Ethnic writing has all sorts of hurdles, the least of which is language and style. That’s the easy part, at least if you’re a naturally talented writer like Wakako Yamauchi. The problem is that the "ethnic" handle is the spark plug that makes the writing engine fire up, and it’s assumed that the reason the description is "ethnic" in the first place is because there some sort of implicit conflict. Yamauchi, who was interned as a teenager and whose stories invariably touch on the concept of American-Japaneseness, could have plenty of ax to grind if she wished to. Instead, these stories are rueful, observant, often funny and moving. They don’t deserve the ghetto of ethnic pigeonholing, but on the other hand, the concept forms the core of her storytelling. This particular section of the library shelf grows narrower as America grows more multicultural. An interesting dilemma.

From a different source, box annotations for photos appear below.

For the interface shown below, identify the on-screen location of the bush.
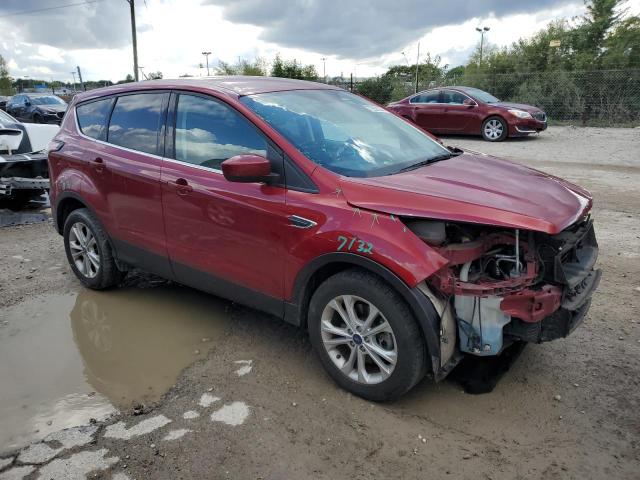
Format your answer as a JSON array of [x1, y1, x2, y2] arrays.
[[357, 77, 393, 105]]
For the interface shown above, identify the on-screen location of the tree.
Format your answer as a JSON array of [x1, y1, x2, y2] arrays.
[[216, 57, 267, 77], [271, 53, 318, 81], [357, 75, 393, 105], [0, 55, 13, 95]]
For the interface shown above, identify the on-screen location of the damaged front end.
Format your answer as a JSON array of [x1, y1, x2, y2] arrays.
[[406, 216, 601, 366], [0, 152, 49, 199]]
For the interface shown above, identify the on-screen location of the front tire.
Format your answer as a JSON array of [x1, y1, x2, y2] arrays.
[[308, 269, 426, 401], [482, 117, 509, 142], [63, 208, 124, 290]]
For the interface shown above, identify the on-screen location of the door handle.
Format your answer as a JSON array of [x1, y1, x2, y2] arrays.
[[92, 157, 105, 173], [176, 178, 193, 195], [289, 215, 317, 228]]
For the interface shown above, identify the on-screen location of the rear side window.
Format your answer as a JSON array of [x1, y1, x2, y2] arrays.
[[409, 90, 440, 103], [175, 95, 267, 170], [76, 98, 113, 140], [442, 90, 469, 105], [107, 93, 165, 155]]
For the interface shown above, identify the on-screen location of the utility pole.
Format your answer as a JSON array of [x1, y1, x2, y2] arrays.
[[414, 42, 420, 93], [202, 52, 212, 77], [476, 27, 489, 65], [127, 0, 138, 82], [76, 66, 87, 92]]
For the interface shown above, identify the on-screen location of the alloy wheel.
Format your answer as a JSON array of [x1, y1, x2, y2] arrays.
[[320, 295, 398, 385], [69, 222, 100, 278], [484, 118, 504, 140]]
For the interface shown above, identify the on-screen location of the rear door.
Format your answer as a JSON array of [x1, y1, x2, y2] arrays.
[[162, 92, 289, 315], [76, 92, 172, 278], [409, 90, 442, 132], [440, 89, 477, 133]]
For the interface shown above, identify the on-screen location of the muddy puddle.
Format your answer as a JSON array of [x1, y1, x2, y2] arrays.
[[0, 285, 229, 452]]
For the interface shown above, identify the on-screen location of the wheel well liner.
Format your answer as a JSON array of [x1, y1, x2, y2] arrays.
[[285, 252, 440, 373]]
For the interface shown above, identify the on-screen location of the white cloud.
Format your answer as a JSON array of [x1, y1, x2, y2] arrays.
[[0, 0, 640, 81]]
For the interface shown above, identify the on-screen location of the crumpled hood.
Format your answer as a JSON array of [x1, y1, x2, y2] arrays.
[[340, 153, 592, 234]]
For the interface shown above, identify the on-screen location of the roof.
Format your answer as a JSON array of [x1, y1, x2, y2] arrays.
[[79, 76, 341, 100]]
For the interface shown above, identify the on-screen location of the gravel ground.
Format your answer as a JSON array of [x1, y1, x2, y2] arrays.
[[0, 127, 640, 480]]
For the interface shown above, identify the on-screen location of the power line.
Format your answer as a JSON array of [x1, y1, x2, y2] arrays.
[[0, 0, 103, 18]]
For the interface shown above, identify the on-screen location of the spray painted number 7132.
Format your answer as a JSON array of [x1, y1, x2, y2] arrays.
[[337, 235, 373, 254]]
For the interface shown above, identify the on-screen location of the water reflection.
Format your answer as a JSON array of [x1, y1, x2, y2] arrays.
[[0, 285, 229, 451], [70, 287, 227, 407]]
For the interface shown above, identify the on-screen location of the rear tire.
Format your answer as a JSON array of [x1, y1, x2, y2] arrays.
[[482, 116, 509, 142], [308, 269, 426, 401], [63, 208, 125, 290]]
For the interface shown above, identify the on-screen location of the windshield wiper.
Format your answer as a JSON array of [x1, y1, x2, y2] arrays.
[[396, 150, 462, 173]]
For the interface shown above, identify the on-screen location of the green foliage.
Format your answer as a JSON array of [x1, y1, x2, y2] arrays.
[[271, 54, 318, 81], [216, 58, 267, 77], [357, 76, 393, 105], [0, 55, 13, 95]]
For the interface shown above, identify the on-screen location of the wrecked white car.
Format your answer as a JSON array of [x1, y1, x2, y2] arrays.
[[0, 111, 60, 207]]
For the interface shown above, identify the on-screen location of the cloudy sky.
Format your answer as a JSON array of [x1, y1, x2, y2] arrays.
[[0, 0, 640, 81]]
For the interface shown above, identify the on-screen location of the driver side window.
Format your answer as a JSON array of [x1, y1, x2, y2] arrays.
[[175, 94, 267, 170]]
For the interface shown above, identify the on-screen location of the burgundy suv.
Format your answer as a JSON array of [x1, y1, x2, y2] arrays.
[[49, 77, 600, 400], [388, 87, 547, 142]]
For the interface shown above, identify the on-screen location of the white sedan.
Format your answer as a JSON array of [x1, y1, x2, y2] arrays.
[[0, 110, 60, 207]]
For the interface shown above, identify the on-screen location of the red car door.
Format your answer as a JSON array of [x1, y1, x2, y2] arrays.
[[409, 90, 442, 132], [76, 92, 172, 277], [162, 93, 288, 314], [440, 90, 477, 133]]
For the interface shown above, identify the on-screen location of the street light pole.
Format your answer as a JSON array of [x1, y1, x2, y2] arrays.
[[476, 27, 489, 65], [127, 0, 138, 82], [202, 52, 211, 77], [415, 42, 420, 93]]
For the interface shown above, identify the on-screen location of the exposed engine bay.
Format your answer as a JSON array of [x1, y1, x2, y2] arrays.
[[405, 216, 601, 365]]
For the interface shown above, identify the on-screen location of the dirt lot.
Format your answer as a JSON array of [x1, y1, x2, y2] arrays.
[[0, 127, 640, 480]]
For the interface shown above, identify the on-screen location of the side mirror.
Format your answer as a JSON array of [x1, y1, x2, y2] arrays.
[[222, 154, 272, 183], [0, 128, 22, 155]]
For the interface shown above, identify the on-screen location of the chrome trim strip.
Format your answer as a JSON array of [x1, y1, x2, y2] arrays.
[[73, 103, 222, 174]]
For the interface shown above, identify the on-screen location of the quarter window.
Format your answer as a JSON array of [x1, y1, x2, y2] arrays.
[[76, 98, 113, 140], [107, 93, 165, 155], [175, 95, 267, 170], [442, 90, 469, 105], [409, 90, 440, 103]]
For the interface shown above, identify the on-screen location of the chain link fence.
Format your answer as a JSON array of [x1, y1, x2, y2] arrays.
[[378, 69, 640, 126]]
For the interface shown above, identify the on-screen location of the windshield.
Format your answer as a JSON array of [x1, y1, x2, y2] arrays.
[[240, 90, 450, 177], [464, 88, 500, 103], [29, 95, 65, 105]]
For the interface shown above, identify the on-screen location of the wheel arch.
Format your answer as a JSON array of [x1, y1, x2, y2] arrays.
[[53, 192, 95, 235], [284, 252, 440, 374]]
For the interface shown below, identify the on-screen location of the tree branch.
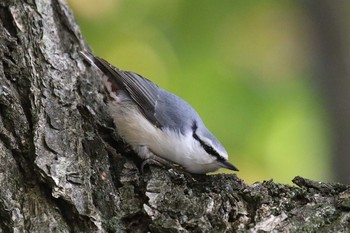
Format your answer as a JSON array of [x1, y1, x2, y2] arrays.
[[0, 0, 350, 232]]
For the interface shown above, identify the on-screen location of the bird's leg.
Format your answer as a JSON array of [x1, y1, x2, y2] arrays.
[[135, 146, 182, 173]]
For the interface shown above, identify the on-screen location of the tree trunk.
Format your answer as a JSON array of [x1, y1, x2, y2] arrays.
[[0, 0, 350, 232]]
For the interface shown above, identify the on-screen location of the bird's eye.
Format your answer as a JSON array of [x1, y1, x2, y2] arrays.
[[192, 122, 225, 160]]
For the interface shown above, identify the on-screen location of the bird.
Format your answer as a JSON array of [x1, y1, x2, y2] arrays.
[[80, 50, 238, 174]]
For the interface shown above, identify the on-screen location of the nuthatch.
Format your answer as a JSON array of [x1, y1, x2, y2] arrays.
[[81, 51, 238, 174]]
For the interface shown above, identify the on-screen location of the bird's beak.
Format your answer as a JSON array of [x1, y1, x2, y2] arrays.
[[216, 160, 239, 171]]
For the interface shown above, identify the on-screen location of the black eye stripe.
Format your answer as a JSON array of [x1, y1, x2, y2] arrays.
[[192, 121, 225, 161]]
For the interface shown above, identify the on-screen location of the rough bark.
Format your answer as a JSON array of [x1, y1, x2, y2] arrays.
[[0, 0, 350, 232]]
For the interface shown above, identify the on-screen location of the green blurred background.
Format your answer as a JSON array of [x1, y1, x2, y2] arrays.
[[69, 0, 342, 183]]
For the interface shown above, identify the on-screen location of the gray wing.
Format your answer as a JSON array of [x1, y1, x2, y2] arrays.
[[84, 52, 162, 127], [83, 52, 203, 134]]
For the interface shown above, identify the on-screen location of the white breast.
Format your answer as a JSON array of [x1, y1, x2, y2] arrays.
[[109, 99, 220, 173]]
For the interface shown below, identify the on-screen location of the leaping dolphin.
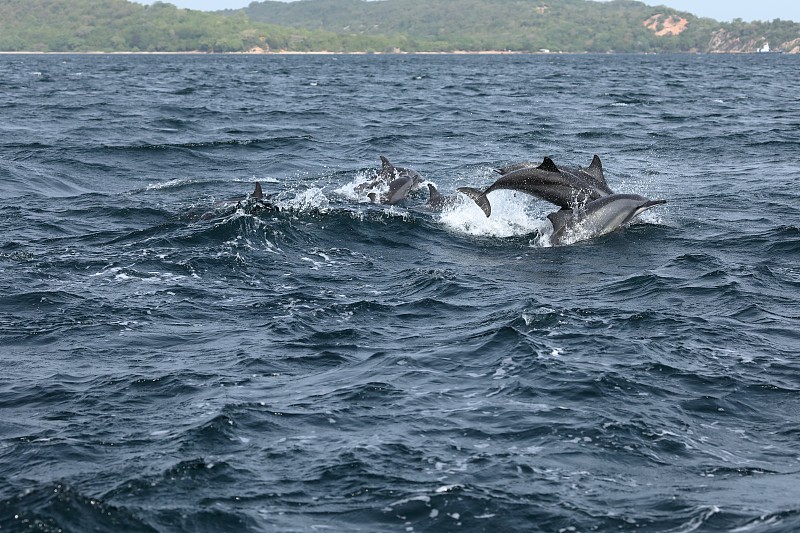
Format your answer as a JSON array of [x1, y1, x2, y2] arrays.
[[367, 174, 422, 205], [458, 157, 611, 217], [494, 154, 613, 194], [547, 194, 667, 245], [356, 156, 423, 191], [425, 183, 460, 211], [357, 156, 424, 205]]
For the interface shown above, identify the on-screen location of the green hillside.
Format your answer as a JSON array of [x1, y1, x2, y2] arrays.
[[0, 0, 398, 52], [244, 0, 800, 52], [0, 0, 800, 53]]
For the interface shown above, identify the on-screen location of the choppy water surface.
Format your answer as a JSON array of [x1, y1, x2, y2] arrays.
[[0, 55, 800, 532]]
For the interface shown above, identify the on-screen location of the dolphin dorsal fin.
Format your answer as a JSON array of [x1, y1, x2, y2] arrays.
[[537, 157, 559, 172], [547, 209, 572, 233], [250, 181, 264, 200], [381, 156, 397, 180], [428, 183, 442, 202], [586, 154, 606, 185]]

"From Okinawa to the Americas: Hana Yamagawa and Her Reminisces of a Century," edited by Akiko Yamagawa Hibbett (University of Hawaii Press, $25)

Hana Yamagawa, born Hana Kaneshi in the tiny village of Tabaru, Okinawa, was part of the great influx of laborers and families that emigrated eastward to the New World. Settling first in Peru, her husband and first child died. Then she remarried and moved to the United States. Yamagawa raised two children born in California, and didn’t return to visit Okinawa until some years after World War II. Although the island was still ravaged, the familiar sights brought back emotions she didn’t know were bottled up.

Edited by daughter Akiko, who added occasional comments, this memoir of an average woman in extraordinary circumstances is refreshingly clear of literary complexities. She tells her story directly and simply, and with power.

"Creating the Nisei Market: Race & Citizenship in Hawai‘i’s Japanese American Consumer Culture," by Shiho Imai (University of Hawaii Press, $38)

What happens when society freezes you out? You create your own society, which is why American cities have Chinatowns and other ethnic enclaves. No matter which society you’re in, however, capitalism has you in its sights. Japanese-Americans, officially disenfranchised by the Exclusion Act, created an "other" America, complete with social mores and capitalist tactics. Money talks, and Japanese-Americans are consumers like everyone else. This overly scholarly study by New York history professor Imai examines in great detail these parallel marketing strategies and how they played out in the islands. Illustrated with several embarrassing advertisements from period newspapers, including, yes, the parents of this paper.